Metabolic side effects have included weight increase (4% to 16%) and hypokalemia (2% to 12%). Hypophosphatemia, decreased weight, and gout have been reported infrequently. Hyperkalemia and hyponatremia have been reported rarely. A case of the syndrome of inappropriate secretion of antidiuretic hormone (SIADH) has been reported in a patient receiving high dose imatinib. Cases of Tumor Lysis Syndrome (TLS), including fatal cases, have been reported.
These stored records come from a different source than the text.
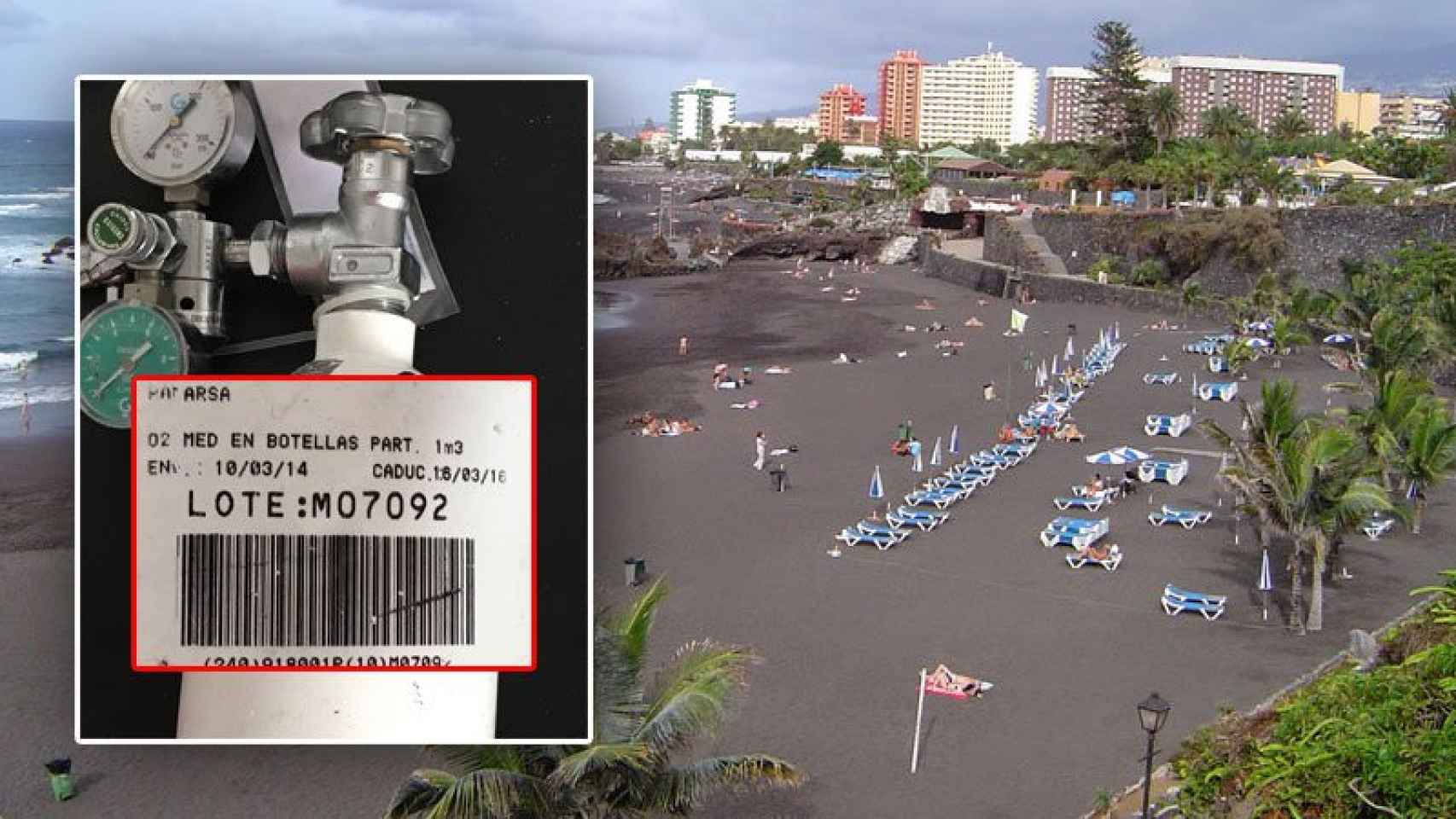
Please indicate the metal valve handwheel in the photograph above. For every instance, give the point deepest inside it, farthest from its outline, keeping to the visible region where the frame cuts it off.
(361, 119)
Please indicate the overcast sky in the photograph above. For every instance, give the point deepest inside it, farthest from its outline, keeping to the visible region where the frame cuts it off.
(777, 55)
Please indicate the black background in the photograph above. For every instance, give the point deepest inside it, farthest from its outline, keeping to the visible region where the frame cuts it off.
(510, 224)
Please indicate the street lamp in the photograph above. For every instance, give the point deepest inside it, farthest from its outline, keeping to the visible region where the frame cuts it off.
(1152, 713)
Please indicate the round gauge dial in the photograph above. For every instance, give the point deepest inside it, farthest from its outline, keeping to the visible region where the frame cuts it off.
(181, 131)
(119, 340)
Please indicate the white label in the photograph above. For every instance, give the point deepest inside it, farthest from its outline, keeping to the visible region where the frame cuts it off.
(354, 524)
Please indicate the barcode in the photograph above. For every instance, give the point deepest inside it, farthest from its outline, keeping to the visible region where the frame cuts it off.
(239, 590)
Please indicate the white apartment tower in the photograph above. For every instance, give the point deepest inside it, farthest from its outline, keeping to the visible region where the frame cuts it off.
(989, 96)
(699, 109)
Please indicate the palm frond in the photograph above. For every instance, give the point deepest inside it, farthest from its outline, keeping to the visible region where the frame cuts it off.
(682, 789)
(692, 694)
(490, 794)
(619, 758)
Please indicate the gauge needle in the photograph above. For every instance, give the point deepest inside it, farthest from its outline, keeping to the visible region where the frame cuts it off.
(125, 367)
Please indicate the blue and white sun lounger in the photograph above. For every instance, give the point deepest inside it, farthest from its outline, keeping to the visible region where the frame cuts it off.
(874, 528)
(1091, 503)
(1078, 532)
(938, 498)
(1174, 592)
(1174, 425)
(1185, 518)
(1377, 527)
(855, 537)
(1208, 610)
(1168, 472)
(1082, 557)
(1219, 390)
(922, 520)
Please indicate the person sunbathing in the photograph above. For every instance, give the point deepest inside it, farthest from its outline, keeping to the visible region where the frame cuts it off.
(946, 680)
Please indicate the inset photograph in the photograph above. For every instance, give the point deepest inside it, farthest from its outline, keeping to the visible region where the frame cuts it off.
(332, 358)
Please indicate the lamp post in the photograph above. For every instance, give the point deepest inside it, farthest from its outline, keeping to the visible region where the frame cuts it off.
(1152, 713)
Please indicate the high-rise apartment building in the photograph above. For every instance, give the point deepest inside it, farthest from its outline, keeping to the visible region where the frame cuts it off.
(900, 96)
(1412, 117)
(1070, 98)
(836, 107)
(1357, 109)
(989, 96)
(696, 111)
(1261, 89)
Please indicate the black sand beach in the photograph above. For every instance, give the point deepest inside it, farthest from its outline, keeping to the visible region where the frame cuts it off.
(1070, 651)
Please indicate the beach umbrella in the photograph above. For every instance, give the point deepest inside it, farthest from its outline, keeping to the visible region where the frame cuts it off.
(1266, 582)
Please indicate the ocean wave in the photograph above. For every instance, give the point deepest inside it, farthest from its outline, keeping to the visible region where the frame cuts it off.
(53, 394)
(47, 195)
(16, 360)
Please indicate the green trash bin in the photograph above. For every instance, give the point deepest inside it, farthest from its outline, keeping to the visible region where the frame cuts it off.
(63, 786)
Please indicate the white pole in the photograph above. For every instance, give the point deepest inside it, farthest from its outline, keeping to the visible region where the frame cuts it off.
(919, 710)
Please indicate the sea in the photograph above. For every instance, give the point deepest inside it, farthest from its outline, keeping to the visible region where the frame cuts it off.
(37, 299)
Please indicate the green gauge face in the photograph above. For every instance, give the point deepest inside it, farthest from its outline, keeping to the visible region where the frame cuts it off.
(119, 340)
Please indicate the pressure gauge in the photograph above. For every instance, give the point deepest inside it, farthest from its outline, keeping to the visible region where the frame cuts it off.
(121, 340)
(175, 133)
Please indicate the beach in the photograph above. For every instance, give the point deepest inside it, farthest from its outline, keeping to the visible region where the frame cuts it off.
(1070, 651)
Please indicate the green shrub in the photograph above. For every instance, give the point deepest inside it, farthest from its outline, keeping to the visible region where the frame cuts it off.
(1148, 274)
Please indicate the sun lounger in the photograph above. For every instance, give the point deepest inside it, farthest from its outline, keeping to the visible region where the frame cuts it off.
(1089, 502)
(853, 537)
(1084, 556)
(1174, 592)
(1078, 532)
(1208, 610)
(1168, 472)
(1173, 425)
(938, 498)
(890, 531)
(1185, 518)
(1377, 527)
(922, 520)
(1219, 390)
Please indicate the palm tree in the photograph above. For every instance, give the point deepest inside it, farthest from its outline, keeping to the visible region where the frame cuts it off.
(1163, 113)
(1429, 456)
(1225, 124)
(1289, 125)
(1396, 400)
(631, 769)
(1309, 488)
Other side effects have included pyrexia (14% to 38%), fatigue (24% to 37.0%), dizziness (15.8%), insomnia (13.2%), influenza (11.1%), and night sweats (8% to 10%). Infections including sepsis, herpes simplex, and herpes zoster have been reported infrequently. Dehydration, appetite disturbances, vertigo, and tinnitus have been reported infrequently. A case of dental hyperpigmentation and a case of hand-foot syndrome have also been reported.
Renal side effects have included elevated creatinine (1.2% to 1.3% grade 3). Renal failure, urinary frequency, and hematuria have been reported infrequently.
Imatinib may be potentially nephrotoxic with long term use. It was associated with focal mineralization and dilation of the renal tubules, tubular nephrosis, and increased BUN and creatinine in animal studies.
Hypersensitivity side effects including angioedema have been reported infrequently.
Psychiatric side effects including depression (12.7%), anxiety, and memory impairment have been reported infrequently.
Genitourinary side effects including breast enlargement, menorrhagia, and sexual dysfunction have been reported infrequently.
Breast enlargement has been reported in both female and male patients (gynecomastia).
Ocular side effects including periorbital edema, epiphora, conjunctivitis, and blurred vision have been reported. Conjunctival hemorrhage and dry eye have been reported infrequently. Macular edema, papilledema, glaucoma, vitreous hemorrhage, and retinal hemorrhage have been reported rarely.
In most cases, periorbital edema and epiphora can be managed conservatively. In severe cases, oral diuretics or topical steroids may improve the signs and symptoms of periorbital edema and epiphora. In unusually severe cases of periorbital edema, surgical excision of periocular soft tissue may be necessary to improve function.
Oncologic side effects have been reported in animal studies including renal adenomas, renal carcinomas, urinary bladder papillomas, and papillomas/carcinomas of the preputial and clitoral gland. A case of eccrine squamous syringometaplasia has also been reported.